For the engineering department it is important to note that your final interview scoring (Strong No/No/Yes/Strong Yes) should reflect how you assessed the candidate performed during the interview, and not be your opinion on whether we should hire them or not. See the engineering scoring definitions here: https://about.gitlab.com/handbook/hiring/conducting-a-gitlab-interview/#engineering-division
For the final summary score assume that a candidate is a NO until they demonstrate that they have met the criteria for one of the other scores.
For the attribute scoring, please take the time to fill in as many of these as you can, but only ones that you feel like witnessed during the interview. If we do not have enough of these captured by the end of all the interviews, it is very hard to make justification for hire. Also note that any thumbs-down on Must Haves and Values are weighted very heavy during justification, so only use thumbsdown on attributes when it is causing your concern for the hire. If you aren't concerned about the hire based on the attribute, but don't think they demonstrated that they are strong in that area, use the Mixed. How that works for a 'must-have' is that even if you were mixed, as long as others felt it was demonstrated, we can consider the hire. But if you mark a must-have as thumbs-down, its unlikely that we will hire the candidate unless the majority of other interviews were strong yes, and in that case we will likely reach out to you to double check your feelings there.
I will be reading your interview Pros/Cons and Key takeaways to gather context, so that is where you can add context and provide your recommendations that you wish to share with the hiring team.
Interview questions
Previous Distribution interviews have pulled from three questions pools:
- 2020 question pool that has been reused - https://docs.google.com/document/d/1Wf7bgVM61z57D4_yJoWBykmoBZd41BI_X3LMFRDuYtg/edit?usp=sharing
- Additional general GitLab questions pool: https://docs.google.com/document/d/1UevvEQt92sQmg9_pfzB6Tw7kpuN2u08rsKBNFXPS5ug/edit?usp=sharing
- Additional questions that the quality team includes in their interviews that are applicable here: https://gitlab.com/gitlab-com/people-group/hiring-processes/-/blob/master/Engineering/Quality/Software-Engineer-in-Test/5-BehavioralPeerInterview.md#additional-questions
Feedback we got internally from our last behavioural interviews suggested that there is a bit of balance we were struggling to achieve in terms of allowing everyone to ask questions, but also to keep the flow going and not be jumping around.

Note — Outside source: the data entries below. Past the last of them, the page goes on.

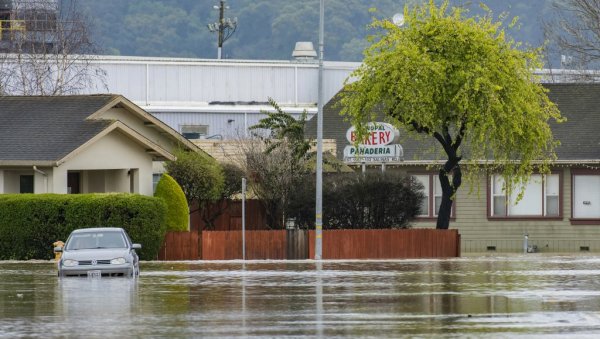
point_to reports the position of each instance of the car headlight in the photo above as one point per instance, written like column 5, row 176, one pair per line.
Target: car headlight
column 118, row 261
column 69, row 262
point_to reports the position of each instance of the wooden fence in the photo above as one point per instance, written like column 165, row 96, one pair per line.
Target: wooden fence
column 387, row 244
column 180, row 246
column 298, row 244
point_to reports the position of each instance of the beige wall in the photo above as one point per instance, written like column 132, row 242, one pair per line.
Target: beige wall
column 134, row 122
column 115, row 154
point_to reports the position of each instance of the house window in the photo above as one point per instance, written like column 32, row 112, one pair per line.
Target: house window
column 432, row 188
column 194, row 131
column 541, row 197
column 26, row 184
column 586, row 195
column 155, row 179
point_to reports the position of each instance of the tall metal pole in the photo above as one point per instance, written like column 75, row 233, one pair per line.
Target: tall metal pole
column 319, row 198
column 221, row 28
column 244, row 218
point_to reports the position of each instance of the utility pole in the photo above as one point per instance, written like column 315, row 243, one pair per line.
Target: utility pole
column 225, row 27
column 319, row 197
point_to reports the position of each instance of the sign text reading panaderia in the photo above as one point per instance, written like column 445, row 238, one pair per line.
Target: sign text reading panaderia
column 376, row 146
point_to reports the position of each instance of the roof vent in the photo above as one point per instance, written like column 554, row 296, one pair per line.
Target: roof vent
column 304, row 50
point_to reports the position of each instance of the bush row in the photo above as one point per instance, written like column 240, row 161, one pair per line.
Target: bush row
column 359, row 200
column 30, row 223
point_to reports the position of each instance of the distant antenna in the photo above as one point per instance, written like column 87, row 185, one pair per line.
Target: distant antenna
column 225, row 27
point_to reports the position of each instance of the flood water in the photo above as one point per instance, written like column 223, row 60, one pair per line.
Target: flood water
column 530, row 295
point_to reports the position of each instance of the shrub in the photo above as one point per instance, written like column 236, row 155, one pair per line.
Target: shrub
column 357, row 200
column 178, row 212
column 30, row 223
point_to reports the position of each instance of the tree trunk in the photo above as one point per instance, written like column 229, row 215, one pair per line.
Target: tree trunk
column 448, row 191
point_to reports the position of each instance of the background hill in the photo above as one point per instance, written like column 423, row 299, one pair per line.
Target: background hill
column 268, row 29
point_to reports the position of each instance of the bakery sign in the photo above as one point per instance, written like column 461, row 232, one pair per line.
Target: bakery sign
column 379, row 144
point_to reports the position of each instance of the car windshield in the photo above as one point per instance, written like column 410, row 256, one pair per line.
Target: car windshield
column 89, row 240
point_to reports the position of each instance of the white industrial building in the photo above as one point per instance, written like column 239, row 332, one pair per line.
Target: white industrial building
column 218, row 98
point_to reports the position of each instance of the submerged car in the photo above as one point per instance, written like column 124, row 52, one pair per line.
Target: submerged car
column 106, row 252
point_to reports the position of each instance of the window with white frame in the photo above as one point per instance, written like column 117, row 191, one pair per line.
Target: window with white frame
column 194, row 131
column 540, row 197
column 586, row 196
column 432, row 189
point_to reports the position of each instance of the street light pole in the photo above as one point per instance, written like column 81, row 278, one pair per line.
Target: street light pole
column 220, row 42
column 319, row 197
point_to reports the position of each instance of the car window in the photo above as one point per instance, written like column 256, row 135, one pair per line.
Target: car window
column 90, row 240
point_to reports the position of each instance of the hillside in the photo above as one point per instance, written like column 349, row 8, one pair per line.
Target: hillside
column 267, row 29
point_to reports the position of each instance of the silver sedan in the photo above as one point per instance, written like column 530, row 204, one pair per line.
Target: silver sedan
column 106, row 252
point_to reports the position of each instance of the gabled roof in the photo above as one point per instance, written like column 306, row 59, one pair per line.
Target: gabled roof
column 579, row 136
column 47, row 129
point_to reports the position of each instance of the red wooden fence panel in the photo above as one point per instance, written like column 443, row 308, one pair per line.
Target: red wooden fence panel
column 180, row 246
column 387, row 244
column 227, row 245
column 337, row 244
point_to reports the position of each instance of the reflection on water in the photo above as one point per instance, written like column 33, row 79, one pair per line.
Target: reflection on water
column 506, row 296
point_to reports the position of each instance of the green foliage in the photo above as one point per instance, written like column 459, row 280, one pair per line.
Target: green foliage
column 200, row 176
column 358, row 201
column 456, row 79
column 267, row 29
column 285, row 131
column 178, row 212
column 233, row 175
column 30, row 223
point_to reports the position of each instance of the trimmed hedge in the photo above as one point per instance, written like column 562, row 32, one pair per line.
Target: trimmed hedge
column 30, row 223
column 178, row 212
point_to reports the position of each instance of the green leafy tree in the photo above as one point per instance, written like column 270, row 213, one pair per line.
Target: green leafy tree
column 178, row 212
column 460, row 81
column 278, row 166
column 284, row 130
column 199, row 175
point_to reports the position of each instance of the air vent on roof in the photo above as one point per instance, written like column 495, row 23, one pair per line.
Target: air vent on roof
column 304, row 50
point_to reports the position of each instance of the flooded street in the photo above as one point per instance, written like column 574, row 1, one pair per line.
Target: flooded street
column 475, row 296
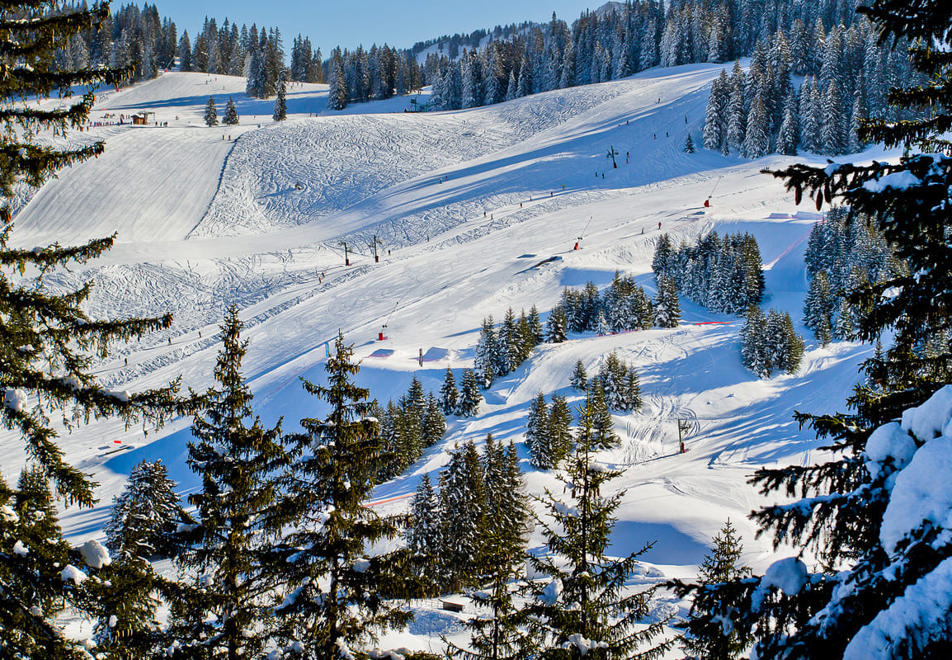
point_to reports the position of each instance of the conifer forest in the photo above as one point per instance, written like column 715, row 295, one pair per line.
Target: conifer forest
column 621, row 337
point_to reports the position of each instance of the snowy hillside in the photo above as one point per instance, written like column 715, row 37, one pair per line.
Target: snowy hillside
column 477, row 211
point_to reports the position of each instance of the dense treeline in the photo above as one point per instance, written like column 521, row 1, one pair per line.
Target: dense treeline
column 769, row 343
column 138, row 39
column 845, row 252
column 873, row 511
column 499, row 352
column 722, row 274
column 846, row 76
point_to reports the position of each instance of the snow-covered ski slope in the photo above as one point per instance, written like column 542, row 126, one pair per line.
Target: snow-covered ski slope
column 477, row 210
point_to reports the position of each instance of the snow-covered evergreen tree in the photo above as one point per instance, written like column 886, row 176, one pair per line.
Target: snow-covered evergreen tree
column 463, row 515
column 579, row 378
column 237, row 514
column 753, row 341
column 537, row 433
column 433, row 422
column 488, row 350
column 145, row 514
column 211, row 114
column 449, row 395
column 579, row 610
column 715, row 115
column 788, row 139
column 470, row 397
column 818, row 308
column 280, row 101
column 423, row 534
column 757, row 135
column 875, row 514
column 667, row 307
column 337, row 96
column 707, row 636
column 231, row 114
column 334, row 606
column 50, row 341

My suggestion to start out this round of interviews, is that regardless of whether you are individually prepping specific questions you want to ask, OR are trying to go more with the conversation flow Be ready to ask your questions as a followup to someone elses if they end up partially covering yours. This should help reduce the jumping around. Its still OK to backtrack and ask followups on old topics, I'm just saying that you shouldn't wait 'turns' to ask followups. That also means if you are a question asker, that you should give your other interviewers a chance to ask followups to your question.